The teenage suicide bomber of Kano

January 3, 2015
by
1 min read

LAST week in Kano, security forces paraded a 13-year old female suicide bomber, arrestd in the wake of a recent attack in Kano. Zahara’u Babangida, told the security people that she had been taken to the bush by her father, where she was trained, along with other girls, by heavily armed men. They had threatened to bury these girls alive if they refused to be suicide bombers. The story went on about how she was taken to Kano along with two other girls to take part in the bombing of the Kantin Kwari market.

The story has touched me very deeply as a father of daughters, including one that is just about the same age as the unfortunate Zahara’u. This was a young girl that ought to be in school studying so she can eventually become useful to herself, community and our country. She was not in school, did not learn a trade and was handed over to become a suicide bomber. What might have pushed the girl’s father to willingly handover a daughter? We do not know anymore than what the young girl said about the father, but it is clear that there are deep-seated ideological and socioeconomic underpinnings for such an act. We also don’t know just how many young girls like Zahara’u have been brainwashed to become carriers of bombs that will target innocent people around our country. But the truth is that there is a lot of work to do, to uproot the basis of this type of indoctrination. This requires the combined efforts of the state and non-state organizations on a very sustained basis in communities and homes of individuals in the most vulnerable areas of Northern Nigeria, especially.
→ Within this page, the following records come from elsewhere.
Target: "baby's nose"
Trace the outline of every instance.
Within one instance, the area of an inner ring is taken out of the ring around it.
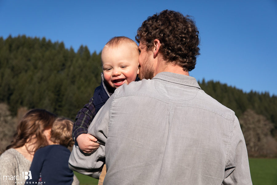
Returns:
[[[117,69],[114,69],[113,71],[113,74],[114,75],[118,76],[120,75],[121,74],[120,70],[118,70]]]

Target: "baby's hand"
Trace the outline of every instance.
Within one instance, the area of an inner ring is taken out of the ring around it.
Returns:
[[[91,153],[99,147],[100,145],[97,142],[97,139],[89,134],[82,134],[76,139],[79,148],[85,153]]]

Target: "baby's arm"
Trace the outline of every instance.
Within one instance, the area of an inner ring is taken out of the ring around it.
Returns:
[[[99,146],[99,144],[95,142],[97,139],[87,134],[87,129],[96,114],[93,102],[91,98],[78,112],[72,132],[73,139],[77,141],[79,148],[85,153],[90,153]]]

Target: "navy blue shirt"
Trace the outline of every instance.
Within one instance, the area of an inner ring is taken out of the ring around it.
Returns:
[[[60,145],[49,145],[38,149],[30,168],[32,179],[27,181],[35,183],[38,182],[41,173],[42,184],[71,185],[74,174],[68,167],[70,155],[69,150]]]

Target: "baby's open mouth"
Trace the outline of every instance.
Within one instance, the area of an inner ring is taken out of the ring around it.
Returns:
[[[113,80],[113,83],[114,84],[120,84],[122,83],[124,81],[125,79],[124,78],[120,78],[120,79],[117,79]]]

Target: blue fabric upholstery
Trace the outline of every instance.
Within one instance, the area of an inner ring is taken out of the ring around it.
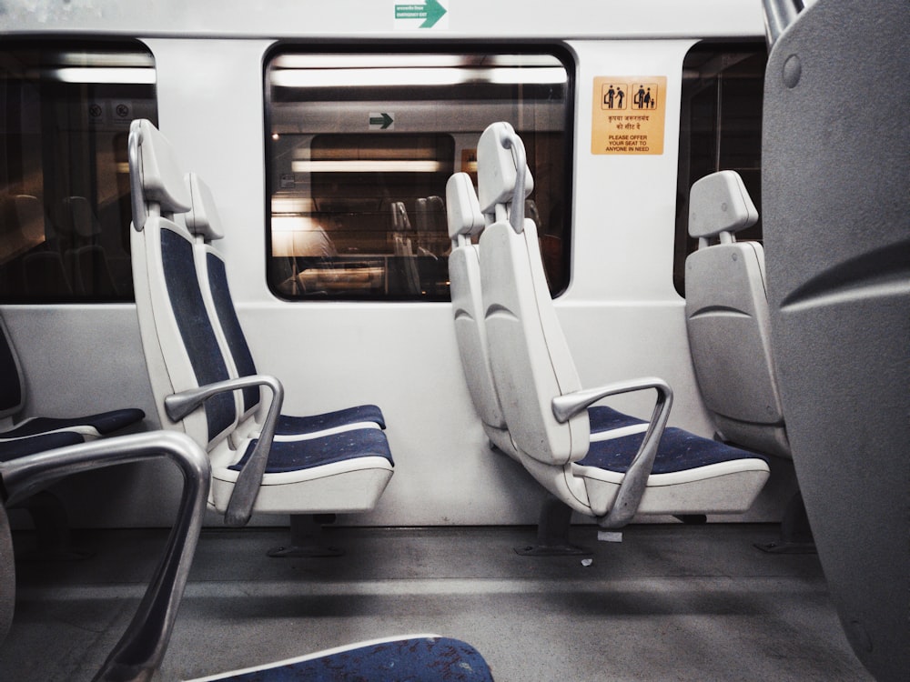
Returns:
[[[0,438],[18,438],[23,436],[35,436],[61,428],[76,428],[77,426],[93,426],[101,436],[108,436],[130,424],[142,421],[145,416],[146,413],[137,407],[100,412],[88,416],[38,416],[20,424],[9,431],[0,433]]]
[[[217,679],[234,682],[486,682],[492,672],[471,647],[450,637],[380,642]]]
[[[74,431],[58,431],[53,434],[33,436],[28,438],[0,441],[0,462],[7,462],[26,455],[35,455],[55,447],[66,447],[82,443],[82,436]]]
[[[243,468],[256,443],[250,442],[240,461],[228,468]],[[266,473],[298,471],[366,456],[385,457],[392,462],[386,435],[378,428],[357,428],[306,440],[273,441]]]
[[[380,428],[386,427],[386,419],[382,416],[382,410],[375,405],[359,405],[355,407],[346,407],[335,412],[310,416],[281,415],[278,416],[278,424],[275,428],[275,433],[278,436],[315,433],[358,422],[373,422]]]
[[[644,434],[634,434],[612,440],[593,441],[584,459],[578,464],[624,473],[638,452]],[[718,462],[756,457],[768,461],[761,455],[695,436],[681,428],[671,427],[663,432],[663,437],[661,438],[652,473],[670,474]]]
[[[228,286],[228,273],[224,261],[213,254],[206,256],[208,270],[208,286],[211,287],[212,298],[221,322],[221,329],[228,339],[234,366],[241,376],[256,374],[256,363],[253,354],[249,352],[247,337],[243,336],[240,320],[237,317],[234,302],[231,299],[230,288]],[[253,386],[243,390],[243,411],[247,412],[259,402],[259,389]]]
[[[230,378],[215,331],[208,322],[193,260],[193,245],[168,229],[161,230],[161,256],[171,308],[177,318],[199,386]],[[219,393],[205,404],[209,440],[231,426],[237,416],[232,393]]]

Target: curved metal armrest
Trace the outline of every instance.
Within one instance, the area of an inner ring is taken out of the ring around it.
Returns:
[[[654,411],[651,416],[651,422],[648,424],[644,439],[642,441],[638,452],[635,453],[632,464],[629,465],[625,476],[622,476],[622,483],[620,484],[613,506],[605,517],[598,519],[598,525],[602,528],[622,527],[635,516],[638,506],[642,502],[642,496],[644,495],[644,489],[648,485],[648,476],[651,476],[651,470],[654,466],[654,457],[663,436],[663,429],[667,426],[667,419],[670,418],[670,409],[673,403],[672,389],[662,379],[648,377],[618,382],[600,388],[576,391],[553,398],[553,416],[561,424],[607,396],[640,391],[645,388],[653,388],[657,391]]]
[[[155,431],[103,438],[0,463],[0,480],[10,503],[70,474],[159,456],[173,461],[184,476],[177,522],[136,616],[95,680],[150,680],[160,664],[202,528],[211,480],[208,457],[188,436]]]
[[[253,504],[259,493],[262,476],[268,461],[268,451],[272,447],[272,439],[275,437],[275,426],[284,404],[284,386],[274,376],[251,375],[181,391],[165,398],[165,412],[173,421],[178,421],[199,407],[212,396],[252,386],[268,386],[272,389],[272,400],[262,423],[256,447],[253,448],[247,464],[238,475],[230,501],[228,503],[228,510],[225,512],[225,524],[235,527],[246,526],[253,513]]]

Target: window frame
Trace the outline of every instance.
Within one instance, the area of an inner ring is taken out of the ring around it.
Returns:
[[[551,278],[552,274],[553,282],[551,285],[551,293],[552,296],[558,297],[563,294],[570,286],[571,272],[571,201],[570,197],[572,192],[572,166],[573,166],[573,155],[574,155],[574,119],[575,119],[575,87],[576,87],[576,66],[575,66],[575,57],[573,53],[567,48],[567,46],[560,42],[546,42],[546,43],[525,43],[525,44],[511,44],[511,43],[430,43],[423,41],[415,41],[408,45],[402,45],[400,44],[391,45],[388,41],[367,41],[365,43],[360,42],[356,45],[347,42],[326,42],[319,44],[302,44],[296,41],[280,41],[275,44],[268,52],[265,55],[263,59],[263,107],[264,107],[264,165],[265,165],[265,187],[264,187],[264,225],[266,226],[266,235],[265,235],[265,251],[264,258],[266,261],[266,277],[267,277],[267,286],[269,291],[277,298],[288,301],[288,302],[307,302],[307,301],[330,301],[333,303],[338,303],[339,301],[356,301],[356,302],[378,302],[378,303],[393,303],[393,302],[440,302],[448,303],[450,301],[450,296],[448,289],[448,278],[446,276],[446,286],[444,286],[444,292],[440,293],[438,296],[426,296],[426,295],[400,295],[400,294],[389,294],[377,295],[377,294],[363,294],[363,295],[353,295],[353,296],[295,296],[288,295],[287,291],[282,291],[278,288],[279,282],[278,277],[273,271],[273,229],[272,229],[272,219],[274,212],[272,210],[272,199],[273,199],[273,189],[278,186],[279,178],[277,177],[277,171],[274,165],[274,155],[270,150],[270,142],[272,141],[273,135],[273,118],[271,115],[271,105],[272,96],[270,90],[272,86],[269,83],[269,68],[270,65],[273,64],[273,60],[278,57],[286,55],[303,55],[308,56],[318,56],[320,55],[343,55],[351,57],[360,57],[365,58],[372,55],[472,55],[477,56],[480,55],[547,55],[548,57],[555,58],[555,60],[561,65],[565,72],[565,82],[561,84],[561,96],[559,101],[561,103],[561,115],[557,115],[559,119],[559,125],[561,126],[558,131],[552,132],[553,135],[561,135],[561,139],[558,144],[558,156],[561,159],[561,167],[559,172],[551,176],[551,186],[552,189],[550,195],[552,197],[561,197],[560,206],[557,207],[554,206],[554,221],[558,221],[561,225],[561,228],[558,238],[554,238],[556,236],[545,234],[544,230],[541,230],[542,237],[542,246],[544,260],[545,260],[545,269],[548,271],[548,279]],[[399,91],[403,92],[403,91]],[[420,99],[420,98],[418,98]],[[319,101],[319,100],[314,100]],[[327,100],[329,101],[329,100]],[[370,103],[373,100],[369,96],[360,97],[354,101],[362,102],[364,104]],[[426,99],[420,101],[438,101],[432,99]],[[531,105],[535,102],[534,98],[530,98]],[[490,120],[490,123],[493,121]],[[522,131],[516,126],[517,131],[521,135]],[[356,131],[350,131],[355,133]],[[444,134],[441,129],[434,130],[435,133]],[[480,137],[480,131],[477,132],[478,138]],[[540,131],[539,135],[545,134],[547,131]],[[339,133],[344,134],[344,133]],[[451,134],[451,133],[450,133]],[[313,133],[313,132],[304,132],[301,135],[322,135],[322,133]],[[526,145],[527,145],[526,141]],[[531,145],[533,142],[531,143]],[[460,154],[460,147],[456,145],[456,156]],[[556,155],[555,154],[553,155]],[[448,172],[446,178],[451,175],[451,173],[457,171],[459,165],[459,158],[455,159],[455,167]],[[534,173],[534,166],[531,165],[531,172]],[[535,186],[540,186],[538,182],[537,174],[535,174]],[[536,191],[536,189],[535,189]],[[440,192],[441,196],[444,198],[444,191]],[[557,202],[554,200],[554,204]],[[413,216],[411,216],[411,221],[413,221]],[[448,237],[447,237],[448,241]],[[555,249],[548,248],[548,242],[551,244],[555,244]],[[437,255],[440,260],[445,261],[446,273],[448,273],[448,257],[447,256]],[[293,270],[292,270],[293,272]]]

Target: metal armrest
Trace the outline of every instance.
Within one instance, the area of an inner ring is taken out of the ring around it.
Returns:
[[[0,481],[9,504],[70,474],[159,456],[173,461],[183,473],[177,522],[136,616],[95,680],[150,680],[160,664],[202,528],[211,480],[208,457],[188,436],[155,431],[80,443],[0,463]],[[0,514],[0,531],[8,533],[5,514]],[[13,561],[12,555],[3,558]]]
[[[620,528],[628,524],[635,516],[638,506],[642,502],[642,496],[644,495],[644,489],[648,485],[648,476],[651,476],[651,470],[654,466],[654,456],[657,455],[657,447],[663,436],[663,429],[667,426],[667,419],[670,418],[670,409],[673,402],[672,389],[662,379],[648,377],[618,382],[599,388],[575,391],[565,396],[557,396],[552,401],[553,416],[558,422],[564,424],[571,417],[586,410],[607,396],[646,388],[653,388],[657,391],[654,411],[651,416],[644,439],[642,441],[638,452],[635,453],[632,464],[629,465],[625,476],[622,476],[622,483],[620,484],[613,506],[605,517],[598,519],[598,525],[602,528]]]
[[[231,492],[230,501],[228,503],[228,510],[225,512],[225,524],[235,527],[246,526],[253,513],[253,505],[259,493],[262,476],[266,471],[266,464],[268,462],[268,451],[272,447],[272,439],[275,437],[275,426],[284,404],[284,386],[274,376],[251,375],[181,391],[165,398],[165,412],[167,413],[170,419],[178,421],[198,408],[212,396],[252,386],[268,386],[272,389],[272,400],[268,405],[268,411],[262,423],[256,446],[247,460],[247,464],[238,474],[237,483],[234,484],[234,490]]]

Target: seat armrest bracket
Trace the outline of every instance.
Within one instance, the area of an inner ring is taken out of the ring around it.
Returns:
[[[618,382],[599,388],[576,391],[565,396],[558,396],[552,400],[553,416],[557,421],[562,424],[608,396],[646,388],[653,388],[657,391],[654,411],[648,424],[648,430],[642,440],[642,445],[639,446],[638,452],[635,453],[632,464],[629,465],[625,476],[622,476],[622,483],[620,484],[620,489],[616,493],[616,499],[613,501],[612,506],[610,507],[610,511],[605,516],[597,520],[598,525],[604,529],[622,527],[632,519],[638,510],[642,496],[644,495],[644,489],[648,485],[648,476],[651,476],[651,470],[654,466],[654,457],[657,455],[661,437],[663,436],[663,429],[670,418],[670,409],[673,402],[672,389],[662,379],[648,377]]]
[[[262,423],[262,429],[252,454],[238,475],[231,493],[225,524],[232,527],[246,526],[253,513],[253,505],[262,484],[262,476],[268,462],[268,451],[275,437],[275,427],[284,403],[284,386],[276,377],[268,375],[251,375],[237,379],[219,381],[198,388],[175,393],[165,398],[165,412],[173,421],[178,421],[197,409],[212,396],[225,391],[236,391],[253,386],[268,386],[272,390],[272,399]]]

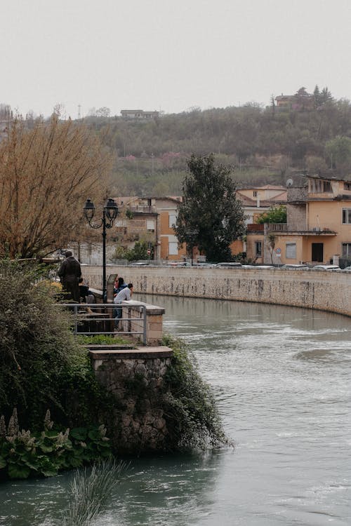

As for Zahara’u, I hope that conscious effort would be put into rehabilitating her. The effort should be to help her come to terms with her horrible experience; assisting her to reclaim her life as a young girl, who would also get the opportunity to be educated. This is the greatest gift that this unfortunate girl can get from her country. Any other approach will only strengthen the tendency towards surrendering to the diktats of terrorist organizations. And that is not what we all desire for our young girls and our country.